Idiopathic SEL is very rare, since no predisposing factors can be identified, and should be included in the differential diagnosis when patients present with spinal neurological compromise. MRI is the imaging modality of choice, and decompressive laminectomy and debulking of the fatty lesion is the main treatment modality in patients with progressive course of the disease 8).
2016
A 49-year-old man presented with persistent back pain and right hip lump. The lumbar spine X-rays showed scoliosis (Lenke classification 5BN). Lumbar MRI demonstrated circumferential epidural fat deposit from L1 to lower S2 level. There was no obvious etiology of SEL except mild increased body mass index (BMI). The patient was managed with conservative treatment. After 6 months medication (limaprost and ginkgo), his symptoms were relieved 9).

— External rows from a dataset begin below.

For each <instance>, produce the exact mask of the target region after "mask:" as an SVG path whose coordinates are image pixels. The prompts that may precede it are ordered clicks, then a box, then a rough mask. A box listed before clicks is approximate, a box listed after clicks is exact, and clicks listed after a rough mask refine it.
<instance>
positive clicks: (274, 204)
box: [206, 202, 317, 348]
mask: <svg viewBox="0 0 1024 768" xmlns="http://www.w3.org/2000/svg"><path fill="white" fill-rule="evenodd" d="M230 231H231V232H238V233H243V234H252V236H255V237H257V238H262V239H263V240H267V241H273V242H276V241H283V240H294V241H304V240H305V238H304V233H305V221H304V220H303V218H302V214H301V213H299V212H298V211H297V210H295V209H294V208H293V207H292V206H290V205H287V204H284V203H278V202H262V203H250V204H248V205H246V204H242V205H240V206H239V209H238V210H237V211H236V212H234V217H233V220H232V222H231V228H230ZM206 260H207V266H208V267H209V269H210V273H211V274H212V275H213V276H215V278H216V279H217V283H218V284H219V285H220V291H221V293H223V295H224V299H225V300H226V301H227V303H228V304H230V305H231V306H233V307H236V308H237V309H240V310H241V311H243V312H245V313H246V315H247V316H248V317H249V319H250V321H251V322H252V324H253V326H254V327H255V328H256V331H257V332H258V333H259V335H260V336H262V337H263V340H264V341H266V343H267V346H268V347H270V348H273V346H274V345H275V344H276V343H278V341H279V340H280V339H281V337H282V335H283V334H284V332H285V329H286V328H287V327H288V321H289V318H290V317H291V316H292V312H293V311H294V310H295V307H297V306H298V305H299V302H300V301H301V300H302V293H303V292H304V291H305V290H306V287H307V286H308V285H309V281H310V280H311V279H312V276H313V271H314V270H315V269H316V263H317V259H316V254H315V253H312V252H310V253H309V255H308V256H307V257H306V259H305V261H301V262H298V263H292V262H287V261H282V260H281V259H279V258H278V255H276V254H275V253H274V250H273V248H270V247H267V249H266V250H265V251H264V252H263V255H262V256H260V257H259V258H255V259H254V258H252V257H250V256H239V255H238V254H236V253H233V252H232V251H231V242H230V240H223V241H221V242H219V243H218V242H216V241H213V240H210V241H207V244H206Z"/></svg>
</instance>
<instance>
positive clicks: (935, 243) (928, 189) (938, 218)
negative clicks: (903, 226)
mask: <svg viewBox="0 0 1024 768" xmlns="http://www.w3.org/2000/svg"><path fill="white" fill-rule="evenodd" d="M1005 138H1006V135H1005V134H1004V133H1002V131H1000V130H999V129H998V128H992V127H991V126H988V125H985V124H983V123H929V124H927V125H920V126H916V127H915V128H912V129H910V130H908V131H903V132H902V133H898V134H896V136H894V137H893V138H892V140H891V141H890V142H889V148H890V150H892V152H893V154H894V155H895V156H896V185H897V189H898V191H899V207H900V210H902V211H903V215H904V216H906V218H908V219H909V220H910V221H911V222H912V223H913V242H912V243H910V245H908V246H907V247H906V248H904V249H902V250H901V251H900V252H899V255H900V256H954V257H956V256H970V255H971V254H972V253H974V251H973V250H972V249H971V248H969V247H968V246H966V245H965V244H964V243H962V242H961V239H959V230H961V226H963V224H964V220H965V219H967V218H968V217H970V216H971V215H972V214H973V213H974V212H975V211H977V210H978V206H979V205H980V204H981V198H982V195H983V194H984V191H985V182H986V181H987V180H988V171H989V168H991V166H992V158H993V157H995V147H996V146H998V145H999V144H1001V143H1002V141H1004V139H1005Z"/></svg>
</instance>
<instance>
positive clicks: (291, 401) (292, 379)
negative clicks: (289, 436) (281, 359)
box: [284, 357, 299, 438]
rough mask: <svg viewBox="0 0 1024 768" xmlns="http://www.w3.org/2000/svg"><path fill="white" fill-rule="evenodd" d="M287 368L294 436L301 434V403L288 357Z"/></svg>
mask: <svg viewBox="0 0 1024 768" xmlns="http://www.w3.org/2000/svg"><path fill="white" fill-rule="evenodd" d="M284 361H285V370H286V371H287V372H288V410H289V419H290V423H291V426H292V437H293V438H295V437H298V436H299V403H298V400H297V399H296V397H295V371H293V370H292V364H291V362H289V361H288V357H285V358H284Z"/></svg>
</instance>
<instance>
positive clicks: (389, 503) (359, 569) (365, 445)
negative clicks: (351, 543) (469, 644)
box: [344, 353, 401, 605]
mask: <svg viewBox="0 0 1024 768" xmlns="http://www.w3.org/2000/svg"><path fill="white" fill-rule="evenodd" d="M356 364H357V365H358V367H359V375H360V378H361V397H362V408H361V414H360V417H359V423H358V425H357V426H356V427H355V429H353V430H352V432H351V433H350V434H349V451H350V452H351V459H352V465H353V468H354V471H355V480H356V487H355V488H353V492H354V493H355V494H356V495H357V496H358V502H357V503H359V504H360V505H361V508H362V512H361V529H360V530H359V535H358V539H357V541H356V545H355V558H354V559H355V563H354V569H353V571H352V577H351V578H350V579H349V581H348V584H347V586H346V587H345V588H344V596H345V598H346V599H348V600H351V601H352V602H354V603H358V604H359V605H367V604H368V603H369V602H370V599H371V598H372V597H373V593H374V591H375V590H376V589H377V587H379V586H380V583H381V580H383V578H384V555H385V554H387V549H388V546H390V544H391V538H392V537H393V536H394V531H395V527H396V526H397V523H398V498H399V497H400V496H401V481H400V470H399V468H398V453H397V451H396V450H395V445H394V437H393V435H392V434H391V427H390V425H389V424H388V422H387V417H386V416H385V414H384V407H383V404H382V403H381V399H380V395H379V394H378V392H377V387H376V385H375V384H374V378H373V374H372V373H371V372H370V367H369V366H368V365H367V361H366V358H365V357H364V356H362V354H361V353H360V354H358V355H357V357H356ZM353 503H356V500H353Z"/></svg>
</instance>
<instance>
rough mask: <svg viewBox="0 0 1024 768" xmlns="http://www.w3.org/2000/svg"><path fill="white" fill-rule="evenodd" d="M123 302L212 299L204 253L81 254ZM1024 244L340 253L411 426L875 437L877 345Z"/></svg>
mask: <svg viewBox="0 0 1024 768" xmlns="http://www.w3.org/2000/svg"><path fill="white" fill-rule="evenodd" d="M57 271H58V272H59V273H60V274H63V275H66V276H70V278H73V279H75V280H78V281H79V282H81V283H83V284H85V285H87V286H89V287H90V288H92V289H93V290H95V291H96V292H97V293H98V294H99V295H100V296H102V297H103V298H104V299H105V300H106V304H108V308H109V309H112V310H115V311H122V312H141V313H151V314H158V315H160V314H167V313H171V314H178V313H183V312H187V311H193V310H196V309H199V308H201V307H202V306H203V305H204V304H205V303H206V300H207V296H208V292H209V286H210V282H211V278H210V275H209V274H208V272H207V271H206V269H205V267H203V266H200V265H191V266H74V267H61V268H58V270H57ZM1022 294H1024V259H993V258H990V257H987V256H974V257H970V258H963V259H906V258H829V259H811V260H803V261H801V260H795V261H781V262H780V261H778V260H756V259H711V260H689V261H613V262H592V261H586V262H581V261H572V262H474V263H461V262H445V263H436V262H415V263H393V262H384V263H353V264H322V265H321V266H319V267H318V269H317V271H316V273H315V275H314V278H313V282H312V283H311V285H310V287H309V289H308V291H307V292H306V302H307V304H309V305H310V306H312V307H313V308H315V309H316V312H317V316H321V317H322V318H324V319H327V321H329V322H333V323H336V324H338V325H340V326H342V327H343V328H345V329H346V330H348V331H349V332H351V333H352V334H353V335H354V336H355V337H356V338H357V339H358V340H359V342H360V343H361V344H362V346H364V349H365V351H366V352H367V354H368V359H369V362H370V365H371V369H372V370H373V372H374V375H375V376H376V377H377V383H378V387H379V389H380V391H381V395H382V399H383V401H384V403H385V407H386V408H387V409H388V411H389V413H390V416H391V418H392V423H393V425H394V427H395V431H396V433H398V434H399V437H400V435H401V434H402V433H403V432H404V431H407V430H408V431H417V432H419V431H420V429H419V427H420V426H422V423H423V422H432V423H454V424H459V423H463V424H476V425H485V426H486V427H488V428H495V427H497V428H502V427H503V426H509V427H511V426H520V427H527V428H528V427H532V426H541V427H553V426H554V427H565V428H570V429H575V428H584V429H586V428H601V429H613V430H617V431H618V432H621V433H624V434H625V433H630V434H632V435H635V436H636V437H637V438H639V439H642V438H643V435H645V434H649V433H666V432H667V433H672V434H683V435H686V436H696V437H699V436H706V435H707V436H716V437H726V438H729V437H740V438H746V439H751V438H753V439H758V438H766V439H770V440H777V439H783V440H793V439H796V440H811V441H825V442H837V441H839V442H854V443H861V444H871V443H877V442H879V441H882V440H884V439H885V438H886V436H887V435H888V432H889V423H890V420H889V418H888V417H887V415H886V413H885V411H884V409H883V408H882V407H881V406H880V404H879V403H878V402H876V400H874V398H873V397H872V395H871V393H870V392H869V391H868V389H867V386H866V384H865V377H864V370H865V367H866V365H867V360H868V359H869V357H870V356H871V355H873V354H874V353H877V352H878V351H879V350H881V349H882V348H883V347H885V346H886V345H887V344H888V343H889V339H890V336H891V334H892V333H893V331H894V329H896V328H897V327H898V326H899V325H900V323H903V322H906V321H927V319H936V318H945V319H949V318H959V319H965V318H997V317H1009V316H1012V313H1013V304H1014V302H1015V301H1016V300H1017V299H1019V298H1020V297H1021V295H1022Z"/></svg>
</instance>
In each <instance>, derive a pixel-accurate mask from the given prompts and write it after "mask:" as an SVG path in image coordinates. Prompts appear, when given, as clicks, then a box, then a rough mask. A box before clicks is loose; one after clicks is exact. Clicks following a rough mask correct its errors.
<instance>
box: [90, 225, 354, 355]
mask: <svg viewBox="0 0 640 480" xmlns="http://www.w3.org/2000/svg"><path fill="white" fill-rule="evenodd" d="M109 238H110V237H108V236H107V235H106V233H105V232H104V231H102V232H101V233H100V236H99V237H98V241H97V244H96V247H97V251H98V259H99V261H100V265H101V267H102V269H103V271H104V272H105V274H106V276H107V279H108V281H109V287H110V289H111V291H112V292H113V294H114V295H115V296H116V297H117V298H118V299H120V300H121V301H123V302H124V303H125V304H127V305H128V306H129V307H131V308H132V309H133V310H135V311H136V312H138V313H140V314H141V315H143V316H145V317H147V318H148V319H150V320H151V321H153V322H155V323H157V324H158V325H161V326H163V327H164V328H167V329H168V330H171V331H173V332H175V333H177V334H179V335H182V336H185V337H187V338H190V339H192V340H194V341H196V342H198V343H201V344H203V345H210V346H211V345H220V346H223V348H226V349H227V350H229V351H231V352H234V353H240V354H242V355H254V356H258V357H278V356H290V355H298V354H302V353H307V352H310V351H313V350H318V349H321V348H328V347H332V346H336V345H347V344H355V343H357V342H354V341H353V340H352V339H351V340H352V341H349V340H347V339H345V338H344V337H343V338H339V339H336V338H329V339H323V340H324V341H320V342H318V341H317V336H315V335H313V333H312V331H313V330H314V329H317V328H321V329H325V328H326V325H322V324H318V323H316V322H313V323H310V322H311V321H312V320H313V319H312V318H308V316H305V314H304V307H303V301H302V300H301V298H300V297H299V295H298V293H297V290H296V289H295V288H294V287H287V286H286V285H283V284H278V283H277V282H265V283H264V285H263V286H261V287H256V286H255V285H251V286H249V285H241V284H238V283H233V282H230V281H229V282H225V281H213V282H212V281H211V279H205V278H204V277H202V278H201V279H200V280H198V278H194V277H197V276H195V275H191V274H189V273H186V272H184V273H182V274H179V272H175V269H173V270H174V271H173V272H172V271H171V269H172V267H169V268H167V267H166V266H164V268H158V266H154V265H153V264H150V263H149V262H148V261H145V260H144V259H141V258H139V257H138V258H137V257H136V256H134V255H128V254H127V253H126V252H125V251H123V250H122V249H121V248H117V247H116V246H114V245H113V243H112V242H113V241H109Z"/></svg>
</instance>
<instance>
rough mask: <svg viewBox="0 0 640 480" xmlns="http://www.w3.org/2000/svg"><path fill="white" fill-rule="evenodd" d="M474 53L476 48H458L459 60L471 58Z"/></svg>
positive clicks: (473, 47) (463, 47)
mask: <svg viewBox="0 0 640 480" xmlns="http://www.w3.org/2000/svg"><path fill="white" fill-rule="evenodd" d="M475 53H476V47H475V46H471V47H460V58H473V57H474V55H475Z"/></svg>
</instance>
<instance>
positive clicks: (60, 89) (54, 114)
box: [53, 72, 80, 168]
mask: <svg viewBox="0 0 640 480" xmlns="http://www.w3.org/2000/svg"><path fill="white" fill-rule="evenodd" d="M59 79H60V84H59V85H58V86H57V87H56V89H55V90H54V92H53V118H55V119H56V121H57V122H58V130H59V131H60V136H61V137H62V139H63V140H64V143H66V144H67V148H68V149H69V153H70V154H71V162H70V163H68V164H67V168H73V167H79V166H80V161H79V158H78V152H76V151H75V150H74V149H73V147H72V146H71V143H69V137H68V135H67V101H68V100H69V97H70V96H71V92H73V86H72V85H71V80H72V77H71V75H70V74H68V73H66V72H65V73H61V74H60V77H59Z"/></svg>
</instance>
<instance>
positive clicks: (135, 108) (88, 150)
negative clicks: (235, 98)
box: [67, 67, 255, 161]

A 46-year-old female with obesity and a history of chronic back pain and radiculopathy who developed idiopathic Spinal epidural lipomatosis diagnosed by magnetic resonance imaging. The purpose of this report is to present a case of spinal epidural lipomatosis presenting with symptomatic cord compression and also remind this rare condition as a the differential diagnosis of epidural lesions in patients with risk factors 10).